1. Cobertura Limitada: O MEI cobre apenas uma pequena parcela dos trabalhadores autônomos. Muitos empreendedores ficam de fora por não se enquadrarem nas restrições de faturamento ou por operarem em setores não contemplados pela categoria.

2. Benefícios Insuficientes: Os benefícios oferecidos, como aposentadoria por idade e auxílio-doença, são limitados. Melhorias são necessárias para garantir benefícios mais abrangentes e proporcionais às necessidades dos empreendedores, incluindo um melhor acesso a crédito e subsídios para a qualificação profissional.

3. Informalidade Persistente: Apesar da formalização, muitos empreendedores permanecem em uma situação econômica vulnerável, sem acesso a linhas de crédito adequadas ou suporte técnico para a gestão de seus negócios.

4. Acesso à Educação e Treinamento: Políticas que garantam acesso a programas de educação e treinamento contínuos são essenciais para que os empreendedores possam aprimorar suas habilidades e aumentar suas chances de sucesso.
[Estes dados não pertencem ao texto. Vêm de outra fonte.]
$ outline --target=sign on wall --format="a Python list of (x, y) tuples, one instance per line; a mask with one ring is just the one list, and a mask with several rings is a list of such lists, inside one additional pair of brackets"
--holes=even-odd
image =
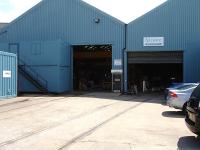
[(12, 74), (10, 70), (3, 70), (3, 78), (11, 78)]
[(114, 60), (114, 66), (121, 66), (122, 65), (122, 60), (121, 59), (115, 59)]
[(143, 46), (164, 46), (164, 37), (144, 37)]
5. Apoio na Crise: Em situações de crise econômica ou emergências, como pandemias, é crucial que o governo ofereça suporte financeiro direto aos MEIs, semelhante ao que foi visto em programas de auxílio emergencial durante a pandemia de COVID-19, mas de maneira mais estruturada e contínua.

As Barreiras para o Sucesso Empreendedor

Empreender em um ambiente de baixa proteção social apresenta diversas barreiras. Em primeiro lugar, o acesso ao capital é limitado. Bancos e investidores tendem a ser avessos ao risco e exigem garantias que muitos potenciais empreendedores não podem oferecer. Além disso, a educação e a formação necessárias para gerir um negócio de forma eficiente são muitas vezes inacessíveis para grande parte da população.

Outro ponto crítico é a infraestrutura inadequada. Em muitos casos, os serviços básicos, como eletricidade, água potável e internet de qualidade, são precários, dificultando a operação de qualquer negócio. Ademais, a burocracia excessiva e a corrupção podem criar obstáculos adicionais, tornando o ambiente de negócios ainda mais desafiador.

A Desconexão entre Mito e Realidade

A narrativa do empreendedorismo como solução universal ignora essas complexidades e perpetua um mito que pode ser prejudicial. Ao promover a ideia de que todos podem e devem empreender, desconsidera-se a necessidade de políticas públicas que fortaleçam a proteção social e criem condições mais equitativas para o sucesso econômico.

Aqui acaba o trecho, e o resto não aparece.